What are prohibited transactions?

Prohibited transactions refer to specific actions or dealings that are restricted or banned under a contract, policy, or law. These restrictions are often in place to prevent conflicts of interest, legal violations, or financial misconduct. Businesses may include prohibited transaction clauses to protect themselves from activities that could result in penalties, legal liability, or reputational harm.

For example, a company’s policy might prohibit employees from engaging in transactions with vendors they have a personal interest in to prevent conflicts of interest.

Why are prohibited transactions important?

Prohibited transaction clauses help businesses manage risk by clearly defining actions that are not allowed. Without these clauses, a business might face regulatory penalties, financial losses, or ethical issues.

In industries like finance, law, and government contracting, prohibited transactions are particularly important because they help maintain compliance with legal standards. A well-defined prohibited transactions clause ensures that all parties understand what actions could lead to a breach of contract.

Understanding prohibited transactions through an example

Imagine a financial advisor who manages investments for clients. If the firm has a rule prohibiting advisors from recommending investment products in which they have a personal financial interest, this would be an example of a prohibited transaction. The rule is designed to prevent conflicts of interest and protect clients from biased recommendations.

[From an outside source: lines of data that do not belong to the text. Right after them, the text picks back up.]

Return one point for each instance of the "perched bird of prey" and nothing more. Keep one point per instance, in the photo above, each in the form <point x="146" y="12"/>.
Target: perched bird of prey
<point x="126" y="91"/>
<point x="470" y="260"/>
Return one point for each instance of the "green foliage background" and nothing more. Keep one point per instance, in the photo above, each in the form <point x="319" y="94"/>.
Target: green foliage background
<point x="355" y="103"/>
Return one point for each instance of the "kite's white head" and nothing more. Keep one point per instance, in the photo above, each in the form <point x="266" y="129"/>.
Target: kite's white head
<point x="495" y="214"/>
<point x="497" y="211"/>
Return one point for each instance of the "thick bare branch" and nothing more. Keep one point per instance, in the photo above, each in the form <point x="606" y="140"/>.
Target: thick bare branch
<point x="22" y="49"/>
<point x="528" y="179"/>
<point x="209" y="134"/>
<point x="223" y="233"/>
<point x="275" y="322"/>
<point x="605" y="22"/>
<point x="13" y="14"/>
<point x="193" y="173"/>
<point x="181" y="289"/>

Another example is in government contracting. A company that secures a government contract may be prohibited from subcontracting work to a firm owned by one of its executives, as this could create an unfair advantage and raise ethical concerns.

Example of a prohibited transactions clause

Here’s how a prohibited transactions clause might appear in a contract:

“No Party shall engage in any transaction that is expressly prohibited by applicable law, regulation, or the terms of this Agreement, including but not limited to transactions that create a conflict of interest, result in self-dealing, or violate ethical or regulatory standards.”

Conclusion

Prohibited transaction clauses are essential for defining what actions are not allowed under an agreement. They help businesses prevent legal, financial, and ethical risks by setting clear boundaries on certain dealings. Including a well-drafted prohibited transactions clause can protect all parties from unintended liabilities and ensure compliance with relevant laws and regulations.


This article contains general legal information and does not contain legal advice. Cobrief is not a law firm or a substitute for an attorney or law firm. The law is complex and changes often. For legal advice, please ask a lawyer.